Como es de imaginar, a nadie se le ocurrió proponer a Vanessa Brown como protagonista femenina, empezando por Wilder, porque la opción Marilyn, próxima a llegar al punto culminante de su carrera, era indiscutible. Pero, ¿qué hubiera pasado si hubiese sido ella la elegida, con la secuencia de la falda incluida?  Al fin y al cabo, Vanessa Brown, fue una buena actriz, atractiva, sexy y muy inteligente, como fue demostrando con creces a lo largo de su vida en diferentes actividades. Aunque nacida en Austria en 1928, de padres judíos, tuvo que huir de los nazis en 1936, y sus comienzos en Estados Unidos no fueron nada fáciles. Como actriz se la recuerda principalmente por La heredera (1949), de William Wyler, como criada y paño de lágrimas de Olivia de Havilland y como Jane, junto a Lex Barker, en Tarzán y la esclava, película que, como numerosas producciones de Hollywood de aquellos años, no llegó a estrenarse en la marginada España de la época. En este caso la censura no tuvo nada que ver.

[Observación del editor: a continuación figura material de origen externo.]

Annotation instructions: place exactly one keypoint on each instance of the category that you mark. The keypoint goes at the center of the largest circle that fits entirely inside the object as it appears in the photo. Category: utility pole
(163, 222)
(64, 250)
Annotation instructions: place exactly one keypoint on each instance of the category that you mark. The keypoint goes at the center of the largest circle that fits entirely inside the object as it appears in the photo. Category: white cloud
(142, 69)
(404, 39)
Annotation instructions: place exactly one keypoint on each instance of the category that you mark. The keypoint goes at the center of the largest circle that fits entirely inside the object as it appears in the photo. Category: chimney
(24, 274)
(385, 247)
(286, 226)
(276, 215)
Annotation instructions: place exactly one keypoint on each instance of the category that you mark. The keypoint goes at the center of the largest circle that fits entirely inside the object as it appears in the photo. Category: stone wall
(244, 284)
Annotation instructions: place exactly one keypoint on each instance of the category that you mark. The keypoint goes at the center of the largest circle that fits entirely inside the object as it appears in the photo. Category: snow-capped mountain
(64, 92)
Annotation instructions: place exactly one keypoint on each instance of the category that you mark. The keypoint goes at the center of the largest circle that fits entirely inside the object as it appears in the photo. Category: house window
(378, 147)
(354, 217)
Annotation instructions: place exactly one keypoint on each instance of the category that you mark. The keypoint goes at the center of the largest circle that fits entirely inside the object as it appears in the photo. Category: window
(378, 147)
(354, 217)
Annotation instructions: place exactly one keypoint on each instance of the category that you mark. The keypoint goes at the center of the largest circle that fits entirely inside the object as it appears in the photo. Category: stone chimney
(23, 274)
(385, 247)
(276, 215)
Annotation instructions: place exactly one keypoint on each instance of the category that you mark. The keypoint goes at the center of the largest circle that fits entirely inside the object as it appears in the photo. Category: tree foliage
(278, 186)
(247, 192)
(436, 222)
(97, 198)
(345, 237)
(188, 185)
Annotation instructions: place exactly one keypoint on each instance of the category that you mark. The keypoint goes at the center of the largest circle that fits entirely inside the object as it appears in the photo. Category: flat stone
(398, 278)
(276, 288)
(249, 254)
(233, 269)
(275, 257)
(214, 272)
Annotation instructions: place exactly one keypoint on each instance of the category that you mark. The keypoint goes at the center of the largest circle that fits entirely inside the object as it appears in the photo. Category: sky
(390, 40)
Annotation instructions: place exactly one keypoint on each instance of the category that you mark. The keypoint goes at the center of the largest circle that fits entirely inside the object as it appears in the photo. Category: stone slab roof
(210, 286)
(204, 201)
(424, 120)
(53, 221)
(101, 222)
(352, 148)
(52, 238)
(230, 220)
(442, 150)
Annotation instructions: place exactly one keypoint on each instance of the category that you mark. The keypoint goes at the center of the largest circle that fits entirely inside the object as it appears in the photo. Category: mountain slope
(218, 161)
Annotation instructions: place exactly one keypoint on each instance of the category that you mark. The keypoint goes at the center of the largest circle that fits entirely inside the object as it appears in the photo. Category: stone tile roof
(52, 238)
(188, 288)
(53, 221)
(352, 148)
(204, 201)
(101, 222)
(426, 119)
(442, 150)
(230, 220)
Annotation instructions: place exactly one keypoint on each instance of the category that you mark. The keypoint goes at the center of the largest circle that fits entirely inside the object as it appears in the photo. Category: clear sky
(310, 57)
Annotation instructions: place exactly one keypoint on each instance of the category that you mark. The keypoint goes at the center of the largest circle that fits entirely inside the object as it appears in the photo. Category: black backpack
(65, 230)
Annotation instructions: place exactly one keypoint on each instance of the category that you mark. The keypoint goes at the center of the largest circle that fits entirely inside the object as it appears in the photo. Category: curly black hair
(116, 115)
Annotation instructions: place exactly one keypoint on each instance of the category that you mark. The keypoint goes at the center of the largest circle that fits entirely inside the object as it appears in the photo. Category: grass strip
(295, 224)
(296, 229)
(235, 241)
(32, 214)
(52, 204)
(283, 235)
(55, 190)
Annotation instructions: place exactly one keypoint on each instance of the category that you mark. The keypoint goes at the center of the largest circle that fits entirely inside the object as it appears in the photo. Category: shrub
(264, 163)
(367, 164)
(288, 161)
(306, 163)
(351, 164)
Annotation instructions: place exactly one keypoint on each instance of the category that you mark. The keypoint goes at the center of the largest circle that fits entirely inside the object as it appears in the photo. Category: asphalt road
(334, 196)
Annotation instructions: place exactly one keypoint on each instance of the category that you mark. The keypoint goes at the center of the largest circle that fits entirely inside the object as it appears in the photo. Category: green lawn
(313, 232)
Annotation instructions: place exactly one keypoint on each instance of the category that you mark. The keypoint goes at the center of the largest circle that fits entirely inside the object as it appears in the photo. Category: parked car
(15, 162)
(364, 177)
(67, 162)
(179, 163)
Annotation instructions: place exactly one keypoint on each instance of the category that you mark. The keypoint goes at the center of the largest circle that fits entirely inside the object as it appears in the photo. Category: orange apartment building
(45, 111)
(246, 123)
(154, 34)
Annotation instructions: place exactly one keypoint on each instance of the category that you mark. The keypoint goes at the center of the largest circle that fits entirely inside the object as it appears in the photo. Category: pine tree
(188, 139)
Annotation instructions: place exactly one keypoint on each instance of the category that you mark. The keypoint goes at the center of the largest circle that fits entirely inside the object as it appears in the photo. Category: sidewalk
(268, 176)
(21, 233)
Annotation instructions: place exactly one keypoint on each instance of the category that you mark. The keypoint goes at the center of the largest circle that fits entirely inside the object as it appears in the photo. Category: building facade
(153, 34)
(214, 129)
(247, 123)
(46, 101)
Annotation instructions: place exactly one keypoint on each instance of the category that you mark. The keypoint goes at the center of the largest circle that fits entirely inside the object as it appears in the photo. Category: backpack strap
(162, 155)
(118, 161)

Un par de puntualizaciones: 

a) el hecho de que con cuatro años fuera espectador de una obra de varietés a mediados de los 40 resulta complicado de entender si no se ha vivido en esa época y, además, en un entorno algo peculiar, pero tiene su razón de ser.

b) hay un ejemplo perfecto de la atmósfera creada en una sala de cine por una personalidad extraordinaria: Audrey Hepburn en Vacaciones en Roma, Sabrina o Desayuno con diamantes. No es que estuviera previsto que todo girara a su alrededor y eclipsara a sus coprotagonistas: su manera de ser lo consiguió de forma espontánea. No es de extrañar que más de 60 años después el Mito Audrey se mantenga, sin que la polución mediática provocada por otras personalidades lo haya diluido y la fascinación emane, además de cines y teatros, de un vídeo, un ordenador o un smartphone

Eso es un mito y buena parte de los demás, cuentos.